FDA Clears New Device to Check Margins During Breast Cancer Surgery

Zosia Chustecka

January 02, 2013

A device for use during breast cancer surgery to check if margins are clear of cancer has been approved in the United States by the US Food and Drug Administration. The product has been available in Europe since 2008.

The MarginProbe system.

The new device, MarginProbe (Dune Medical Devices Inc), consists of a single-use probe that analyzes breast tissue removed during a lumpectomy. Using radiofrequency spectroscopy, the probe analyzes "electromagnetic signatures" at the margins of the surgically removed breast tissue and compares them to an internal library of signatures taken from both healthy and cancerous tissue. Within the space of 5 minutes, the probe provides an assessment of the excised tissue, indicating whether or not it is cancerous.

If cancer is found, the surgeon can then remove more tissue in the same procedure, which reduces the need for repeat surgery.

The device costs around $2000, according to a company spokesperson.

Results from a pivotal clinical trial in 664 women who underwent a lumpectomy showed that the new device was 3 times more effective in finding cancer in the margins when compared with traditional intraoperative imaging and palpation assessment, according to the manufacturer. The data also showed a significant reduction in the need for re-excision when the probe was used.

This device offers "a refinement" to lumpectomy, commented Freya Schnabel, MD, who is one of the investigators involved in the trial and is director of breast surgery at the New York University Langone Medical Center in New York City. It improves the efficiency of this technique and reduces the burden of re-excision, she told Medscape Medical News in an interview.

A lumpectomy is considered to be successful when it shows a negative margin of tissue all around the cancer, Dr. Schnabel explained. However, this result is known only from the pathology report, which is sent back several days after the surgery has taken place.

At present, about 20% of women who undergo a lumpectomy in the United States have to return for further surgery because pathologist testing of the removed tissue shows that there was cancer in the margins, Dr. Schnabel said.

This new device allows the testing of the margins to take place intraoperatively, she said. In the trial, the device was used to test tissue in 5 areas on each of 6 surfaces of the removed breast tissue, she explained, and if any 1 of these tested positive for cancer, further tissue was removed.

The women in this trial had early breast cancer, both distal carcinoma in situ (DCIS) and invasive carcinoma, and they all had nonpalpable disease that had been discovered on mammography or other imaging, Dr. Schnabel noted. "This is a population that poses a bigger challenge for the surgeon to understand where the disease begins and ends; there are fewer cues that you can see and feel to help you determine the extent of tissue to be removed," she said.

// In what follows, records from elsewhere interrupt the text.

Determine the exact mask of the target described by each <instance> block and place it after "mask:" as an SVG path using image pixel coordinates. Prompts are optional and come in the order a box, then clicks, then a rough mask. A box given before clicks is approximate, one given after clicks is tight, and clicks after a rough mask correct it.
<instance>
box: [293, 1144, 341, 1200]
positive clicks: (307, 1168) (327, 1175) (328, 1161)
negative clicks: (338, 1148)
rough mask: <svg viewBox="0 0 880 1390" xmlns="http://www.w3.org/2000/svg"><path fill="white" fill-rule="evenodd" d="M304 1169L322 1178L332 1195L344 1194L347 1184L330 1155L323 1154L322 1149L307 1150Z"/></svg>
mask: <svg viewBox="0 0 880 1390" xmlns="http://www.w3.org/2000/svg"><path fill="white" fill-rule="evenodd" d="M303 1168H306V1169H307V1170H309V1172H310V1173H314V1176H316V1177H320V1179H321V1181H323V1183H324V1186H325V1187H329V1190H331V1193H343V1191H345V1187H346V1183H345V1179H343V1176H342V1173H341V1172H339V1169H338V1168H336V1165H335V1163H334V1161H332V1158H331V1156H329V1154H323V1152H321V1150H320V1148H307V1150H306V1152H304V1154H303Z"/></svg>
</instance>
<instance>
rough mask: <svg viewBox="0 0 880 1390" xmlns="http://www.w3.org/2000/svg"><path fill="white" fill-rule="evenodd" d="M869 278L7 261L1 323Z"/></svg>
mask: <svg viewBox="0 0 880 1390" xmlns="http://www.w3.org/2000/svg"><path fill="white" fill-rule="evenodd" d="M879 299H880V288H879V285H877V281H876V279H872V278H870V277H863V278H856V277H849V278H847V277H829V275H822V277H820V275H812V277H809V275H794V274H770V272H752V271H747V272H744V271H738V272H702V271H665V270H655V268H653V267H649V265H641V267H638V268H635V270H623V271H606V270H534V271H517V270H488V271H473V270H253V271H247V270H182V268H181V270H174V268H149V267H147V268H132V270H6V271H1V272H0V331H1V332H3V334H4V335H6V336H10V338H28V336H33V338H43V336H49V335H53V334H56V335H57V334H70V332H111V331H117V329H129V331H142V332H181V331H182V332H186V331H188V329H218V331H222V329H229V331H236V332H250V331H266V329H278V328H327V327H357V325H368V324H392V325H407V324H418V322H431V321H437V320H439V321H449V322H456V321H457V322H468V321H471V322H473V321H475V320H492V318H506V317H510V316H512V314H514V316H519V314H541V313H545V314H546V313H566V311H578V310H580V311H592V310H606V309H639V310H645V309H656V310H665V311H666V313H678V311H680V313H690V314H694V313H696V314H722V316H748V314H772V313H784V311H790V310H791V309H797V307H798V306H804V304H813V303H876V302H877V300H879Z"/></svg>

Clinical Data Presented at Meetings

This trial is awaiting publication, but some of the data were presented recently at the 2012 Breast Cancer Symposium and were highlighted in a press briefing organized by the American Society of Clinical Oncology. At that time, Susan Boolbol, MD, a breast surgeon at Beth Israel Medical Center in New York City, reported that the device significantly decreased the re-excision rate without significantly increasing the total amount of tissue removed. In a cohort of patients with both DCIS and invasive cancer, the re-excision rates were 17% with the device compared with 33% in control patients (P < .001).

Clinical experience with the device was also discussed at the 2011 annual meeting of the American Society of Breast Surgeons. At that time, Lorraine Tafra, MD, from the Anne Arundel Breast Center, Annapolis, Maryland, presented early data from the 664-patient trial that were used in the approval application.

She reported a successful complete surgical resection rate of 72% with use of the device, compared with 22% in the control group (P < .0001). Significantly, fewer patients underwent re-excision in the device group than in the control group (33 vs 62 patients, P = .001), she said.

"The device has been engineered to give you only 1 of 2 answers — yes or no," Dr. Tafra told Medscape Medical News at the time. If a reading comes back positive, "you can make the decision to widen the margins there and then," she said.

"Margins are becoming more and more important because tumors are getting smaller and more and more patients are getting lumpectomies," Dr. Tafra told Medscape Medical News. "The challenge is to tailor your surgery and try to take out enough tissue so margins are clear, but not to take too much out, otherwise it will deform the breast. This device gives us a very quick and accurate assessment of the margins in the [operating room]."

Another investigator who had also participated in the trial, Sheldon Feldman, MD, from Columbia University in New York City, said: "We are very enthusiastic about this, as we want to remove the right amount of tissue, but not too much." The next step, he added, would be to develop a device that can test for the presence of residual disease within the lumpectomy cavity itself.

"We care more about what has not been removed than what has been removed, so the next step would be to develop a device that would allow us to doublecheck and see what's still in there," he added.